Şöhretten uzak dur
Şöhretten uzak dur
İlginç hikâye; BENİ Bağire… Beni Bağire ’ye Allah Teâlâ’dan üç dileğinin yerine getirileceği bildirildi. Bu müjdeyi maalesef gönlü dünyayı Kâbe edinmiş olan hanımı ile paylaşmış. Eşi sevinçle; öyleyse, demiş; dileklerden birini benim daha genç ve güzel olmam için kullanalım lütfen. Daha genç ve güzel bir eşin olmasını, sana hizmette kusursuz olmasını elbette sen de istersin, öyle değil mi? Beni Bağire; nefsine hoş gelen bu teklifi düşünmeden kabul etmiş. İlk dileğini dilemiş. Hemen kabul görmüş, eşi genç ve güzel bir hatun oluvermiş. Aradan birkaç gün geçmeden genç kadın eşini yaşlı, güçsüz bulup beğenmez olmuş… Bir başka genç, yakışıklı birisine gönlünü kaptırıvermiş. Bunun farkına varan Beni Bağire, derhal ikinci dileğini devreye sokmuş, eşini eski haline rücu ettirmiş.Aklı genç ve güzel halinde, gönlü yeni sevgilide kalan kadın, öteki yüzünü öne çıkarıp eşine isyanla, hakaretler yağdırmış, tehditler savurmuş… Tehlikenin iyiden iyiye farkına varan zavallı Beni Bağire zamanı uzatmadan üçüncü hakkını kullanarak karısının helâkını istemiş… Eşi helâk olup ahirete giderken, Beni Bağire hem eşinden, hem ömrünce elde ettiği üç değerli dilekten mahrum kalmış.

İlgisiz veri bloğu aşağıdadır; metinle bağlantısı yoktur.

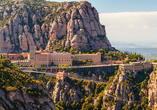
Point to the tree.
(71, 51)
(22, 57)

Bu hikâye; farzlarla yetinmeyip nafilelerle Allah Teâlâ’ya yakın olmayı hedefleyen, velayet makamını elde edenlere güzel bir örnektir. Hikâyedir, belki sahih, belki değildir… Ama güzel bir misaldir, uyarıdır. Dualarının kabulüne garanti verilen velilerin, yetkilerini küçük amaçlarına yönelik kullanmaları, Beni Bağire dualarına benzer… Hakkın rızasını bir yana koyup, halkın kendilerine yönelmesini sağlamak için kerameti kevniyeye teveccüh ederler. Şöhret talep etmek, mal mülk sevdasına düşmek, birkaç kadın alarak şehvete yönelmek, kâmiller için olacak iş değildir.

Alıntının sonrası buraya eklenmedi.